彼は十分頑張っているわけだが、それでも常盤木のボキャブラリーはそんなもんだった。

ズ、と夜空の体が動いた。伴って苦しそうにうめく。しかしそれからはスムーズに、そして無事に、彼の体は助け出された。

夜空はのたうつようにうつぶせになり、胃までせりあがりそうになる程激しく咳き込んだ。息を吸うたびに肺が握りつぶされるように収縮する。


常盤木に背中をさすられながら、夜空は寒い、と呟いた。





「目標、消滅しました」

「夜空の状態は?」

「右上腕部に負傷。出血やや多いです。肋骨損傷の恐れもあり」




 震える夜空を常盤木が毛布でくるんだ。車内のエアコンをその季節に見合わない温度に上げる。

 夜空は細い体を縮こまらせて震えていた。あの薬が切れると、以前から寒気を感じることはあった。しかし、ここまで病的になることは、なかった。

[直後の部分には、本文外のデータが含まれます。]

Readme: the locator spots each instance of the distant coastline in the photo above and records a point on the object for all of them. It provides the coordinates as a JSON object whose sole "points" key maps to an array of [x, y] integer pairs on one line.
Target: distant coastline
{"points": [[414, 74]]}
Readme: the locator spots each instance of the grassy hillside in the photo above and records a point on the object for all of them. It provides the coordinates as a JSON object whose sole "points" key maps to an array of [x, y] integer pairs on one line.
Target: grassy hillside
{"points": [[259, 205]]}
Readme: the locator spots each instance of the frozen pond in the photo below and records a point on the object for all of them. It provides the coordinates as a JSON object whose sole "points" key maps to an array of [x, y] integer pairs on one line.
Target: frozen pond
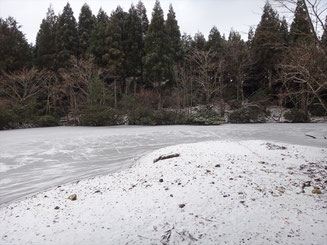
{"points": [[32, 160]]}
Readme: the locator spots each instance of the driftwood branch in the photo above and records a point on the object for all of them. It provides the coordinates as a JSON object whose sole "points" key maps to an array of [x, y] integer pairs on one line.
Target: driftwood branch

 唇が青い。大げさでなく青い。瞳は焦点が合わない。右腕で左腕を、左腕で右腕を抱きしめ、足の間に広がる車のマットをじりじりと睨み付けるような形だ。

 夜空の頭は混濁していた。寒くて寒くて仕方なく、体の中心が凍っているようだ。


―この寒さを、お願いだ。どうにかして。

  怖い。怖い。

 逃げなければならない。しかし体が震えて動かない。

 逃げなきゃ。逃げろ。逃げろ!

 足元を、無数の虫がぎっしりと蠢きまわっている。

足に、足にまで這い上がって来た!



 ぶるっと大きな震えが走り、正常な意識が夜空の体に舞い戻った。

 得体の知れない寒気も消えた。急に自分が汗をぐっしょりかいていることに気づいた。毛布をかなぐり捨てるように取ると、常盤木はそれを受け取った。

「もう大丈夫か?」

「ボクは…」

「あんなのと戦って神経が高ぶったんだろう。心配することは無い」

夜空は茫然と常盤木を見た。そう…そうかもしれない。

しかし果たして…本当にそうだろうか?

 夜空の頭に不安がよぎる。しかしそれ以上、追及することはしなかった。できなかった。とても、できなかった。